Two young brothers, Jake and Griffin Prince, were killed in a June 2012 collision with another boat operated by a man alleged to have been intoxicated. Less than a month later, Kyle Glover, the stepson of musician Usher, died when he was struck by a craft while in the water.
“There was a lot going on last year … and I had just come up on my [master captain] license but wasn’t sure how I was going to use it,” Perfater said. “I just said, ‘This is exactly what we need to do.’”
Stepped-up patrols and safety were on Kyla Iwinski’s mind two weekends ago when she and a group of friends held their annual boating day at Sunset Cove. The group’s host volunteered to be the designated driver, but when they saw the SafeNav business card at the boat rental office, they placed a call later in the day.
“He rode up on his little dinghy and we tied it off to the back of the pontoon boat and he drove us home,” said Iwinski, a former Atlantan now living in Marquette, Mich. “It was pretty perfect.”
SafeNav has two other Coast Guard certified captains and offers charter and vessel relocation service in addition to its “BUI Buster.”
On the water, Perfater can pilot anything from an 18-foot bowrider to a 120-foot houseboat. When he’s on dry land, he plays piano at Hal’s in Buckhead.
He’s kept busy since founding the business, handing out T-shirts, fliers and business cards at the marinas.
“I’ll be doing it again for Fourth of July,” he said. “I’ve got 400 T-shirts I had printed up.”
SafeNav is the first business of its kind at Lake Lanier.

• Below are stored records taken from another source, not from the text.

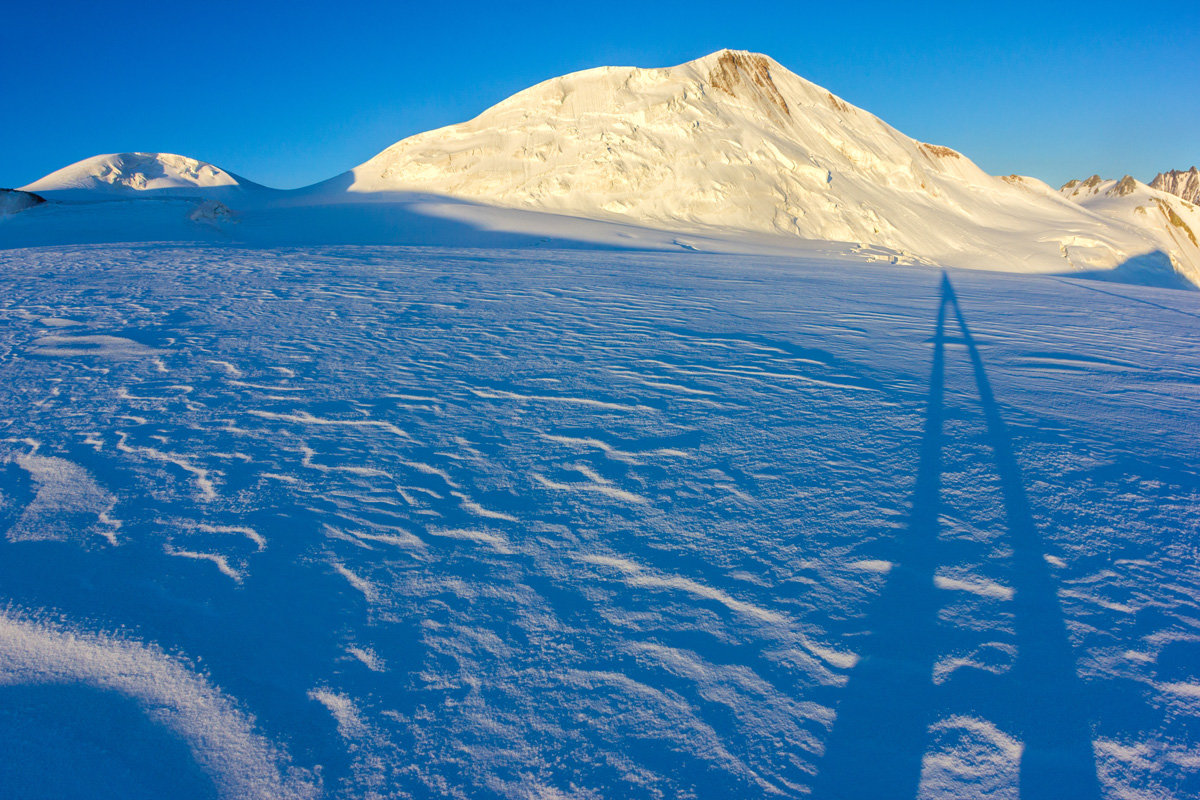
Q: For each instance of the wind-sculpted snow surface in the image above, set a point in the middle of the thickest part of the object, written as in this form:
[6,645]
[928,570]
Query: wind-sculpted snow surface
[393,522]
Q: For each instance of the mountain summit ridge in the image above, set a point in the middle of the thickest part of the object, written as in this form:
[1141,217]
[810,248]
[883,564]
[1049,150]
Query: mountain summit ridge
[729,145]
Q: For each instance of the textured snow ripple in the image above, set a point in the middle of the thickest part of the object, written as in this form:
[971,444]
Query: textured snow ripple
[222,740]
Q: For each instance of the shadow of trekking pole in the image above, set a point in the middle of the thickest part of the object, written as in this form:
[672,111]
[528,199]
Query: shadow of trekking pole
[880,737]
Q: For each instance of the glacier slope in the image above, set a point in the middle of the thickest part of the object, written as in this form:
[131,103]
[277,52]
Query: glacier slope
[736,142]
[421,522]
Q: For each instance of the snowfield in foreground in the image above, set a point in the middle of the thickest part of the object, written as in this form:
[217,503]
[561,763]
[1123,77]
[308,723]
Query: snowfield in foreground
[355,522]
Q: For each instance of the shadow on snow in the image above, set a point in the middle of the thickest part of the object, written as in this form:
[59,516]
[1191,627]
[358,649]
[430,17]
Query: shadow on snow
[880,735]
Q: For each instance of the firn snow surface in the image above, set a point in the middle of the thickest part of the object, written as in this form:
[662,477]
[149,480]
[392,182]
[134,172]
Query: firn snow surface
[396,522]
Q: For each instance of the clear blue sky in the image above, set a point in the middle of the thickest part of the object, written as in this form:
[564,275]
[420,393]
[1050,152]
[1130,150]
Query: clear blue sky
[288,94]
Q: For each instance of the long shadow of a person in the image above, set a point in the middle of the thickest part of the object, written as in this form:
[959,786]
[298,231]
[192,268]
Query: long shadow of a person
[880,737]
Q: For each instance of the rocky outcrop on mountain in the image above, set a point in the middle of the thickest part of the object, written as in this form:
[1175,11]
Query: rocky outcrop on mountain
[1183,184]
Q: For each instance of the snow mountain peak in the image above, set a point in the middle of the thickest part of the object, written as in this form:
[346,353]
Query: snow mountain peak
[1183,184]
[131,173]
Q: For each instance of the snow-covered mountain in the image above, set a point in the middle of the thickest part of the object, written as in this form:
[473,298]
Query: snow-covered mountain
[1185,184]
[1173,222]
[730,148]
[733,140]
[124,174]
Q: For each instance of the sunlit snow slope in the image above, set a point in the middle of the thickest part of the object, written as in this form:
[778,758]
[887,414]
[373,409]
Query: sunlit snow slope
[1170,220]
[1180,182]
[370,522]
[127,174]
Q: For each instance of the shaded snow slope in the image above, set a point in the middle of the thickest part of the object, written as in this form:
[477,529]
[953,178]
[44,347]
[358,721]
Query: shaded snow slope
[13,200]
[736,142]
[1185,184]
[133,173]
[437,523]
[1173,222]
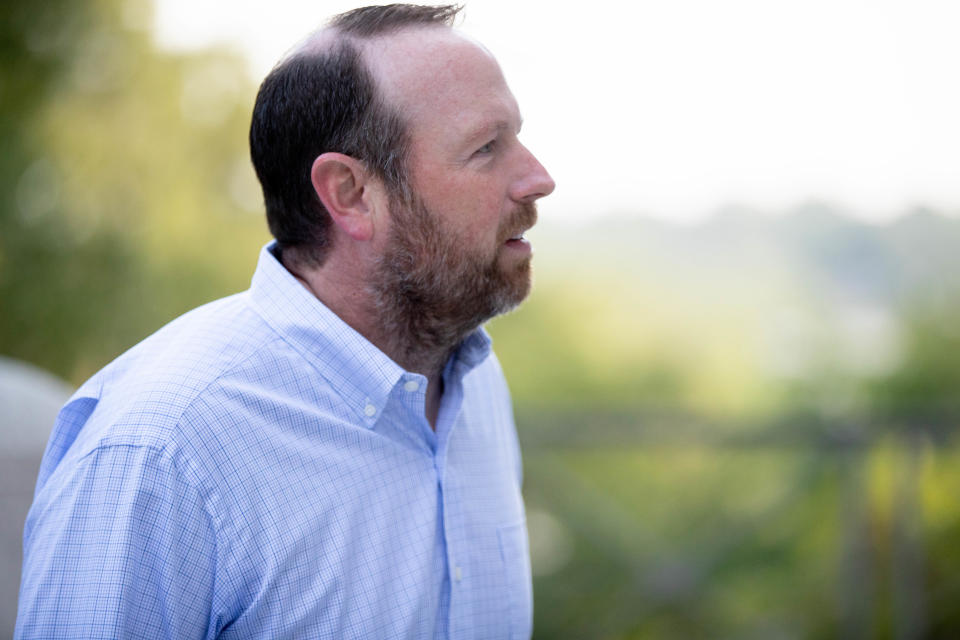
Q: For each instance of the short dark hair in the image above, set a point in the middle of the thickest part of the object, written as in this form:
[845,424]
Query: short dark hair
[317,101]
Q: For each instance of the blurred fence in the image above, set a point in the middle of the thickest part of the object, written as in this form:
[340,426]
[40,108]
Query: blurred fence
[660,526]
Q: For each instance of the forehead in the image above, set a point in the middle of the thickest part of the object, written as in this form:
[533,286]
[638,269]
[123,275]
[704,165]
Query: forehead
[441,80]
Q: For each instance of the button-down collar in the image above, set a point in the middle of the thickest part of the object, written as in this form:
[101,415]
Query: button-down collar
[362,374]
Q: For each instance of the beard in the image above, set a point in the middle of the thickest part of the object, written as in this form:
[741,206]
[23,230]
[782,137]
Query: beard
[433,289]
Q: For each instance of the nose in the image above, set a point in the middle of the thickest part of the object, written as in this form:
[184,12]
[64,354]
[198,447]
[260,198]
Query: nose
[533,181]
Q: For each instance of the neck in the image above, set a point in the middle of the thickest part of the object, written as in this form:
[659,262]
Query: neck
[418,342]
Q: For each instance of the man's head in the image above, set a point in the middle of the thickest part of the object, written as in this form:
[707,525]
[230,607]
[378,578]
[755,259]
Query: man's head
[321,98]
[436,136]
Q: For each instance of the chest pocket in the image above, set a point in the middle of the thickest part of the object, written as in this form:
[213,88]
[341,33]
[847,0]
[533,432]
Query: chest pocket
[516,564]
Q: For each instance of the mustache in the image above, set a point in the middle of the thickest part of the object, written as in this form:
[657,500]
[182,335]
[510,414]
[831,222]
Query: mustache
[522,218]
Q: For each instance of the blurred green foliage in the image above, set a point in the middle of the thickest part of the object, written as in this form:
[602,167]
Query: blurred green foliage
[740,429]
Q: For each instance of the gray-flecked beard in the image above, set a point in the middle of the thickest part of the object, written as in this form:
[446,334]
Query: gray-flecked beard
[431,293]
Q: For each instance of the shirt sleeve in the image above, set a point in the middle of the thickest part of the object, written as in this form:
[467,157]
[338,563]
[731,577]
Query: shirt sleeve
[121,546]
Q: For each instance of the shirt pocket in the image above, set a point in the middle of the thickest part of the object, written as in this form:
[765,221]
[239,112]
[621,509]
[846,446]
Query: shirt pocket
[515,552]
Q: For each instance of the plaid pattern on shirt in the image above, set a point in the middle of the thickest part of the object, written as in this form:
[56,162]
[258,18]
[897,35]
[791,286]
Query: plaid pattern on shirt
[257,469]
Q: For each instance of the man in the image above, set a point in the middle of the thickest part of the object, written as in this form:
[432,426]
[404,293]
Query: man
[331,453]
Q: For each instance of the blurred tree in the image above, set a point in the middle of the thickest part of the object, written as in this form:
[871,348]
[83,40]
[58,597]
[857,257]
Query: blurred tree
[125,192]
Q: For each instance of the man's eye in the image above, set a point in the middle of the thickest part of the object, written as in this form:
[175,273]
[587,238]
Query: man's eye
[487,148]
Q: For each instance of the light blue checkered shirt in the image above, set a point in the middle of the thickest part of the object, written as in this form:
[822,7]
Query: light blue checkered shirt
[257,469]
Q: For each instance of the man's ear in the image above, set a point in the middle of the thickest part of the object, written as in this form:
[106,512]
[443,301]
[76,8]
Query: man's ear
[344,186]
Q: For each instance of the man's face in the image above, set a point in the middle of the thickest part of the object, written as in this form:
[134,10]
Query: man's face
[460,242]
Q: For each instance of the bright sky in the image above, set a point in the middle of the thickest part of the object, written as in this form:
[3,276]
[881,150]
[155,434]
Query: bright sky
[677,108]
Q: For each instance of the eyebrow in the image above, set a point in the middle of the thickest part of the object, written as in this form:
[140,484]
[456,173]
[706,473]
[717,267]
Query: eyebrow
[489,128]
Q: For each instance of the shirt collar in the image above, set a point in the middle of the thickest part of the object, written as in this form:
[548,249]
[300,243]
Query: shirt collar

One of the reasons, Perfater said, is because once people find out what it costs to carry a $1 million liability policy, they drop out.
His certification entitles him to a more reasonable rate, he said.
“We’re not looking to make a big buck on this,” he said. “We’re trying to keep the accident quotient down on the lake.”
Don Parent, a Lake Lanier Islands certified master captain who also runs yachts along the East Coast, said he knows of no other service in the country like SafeNav.
“When you’re a professional mariner, it’s easy to spot people out there who are intoxicated,” he said. “It would be nice if everyone knew what Jeff is doing and it’s a very reasonable price when you consider it against what a BUI is going to cost you.”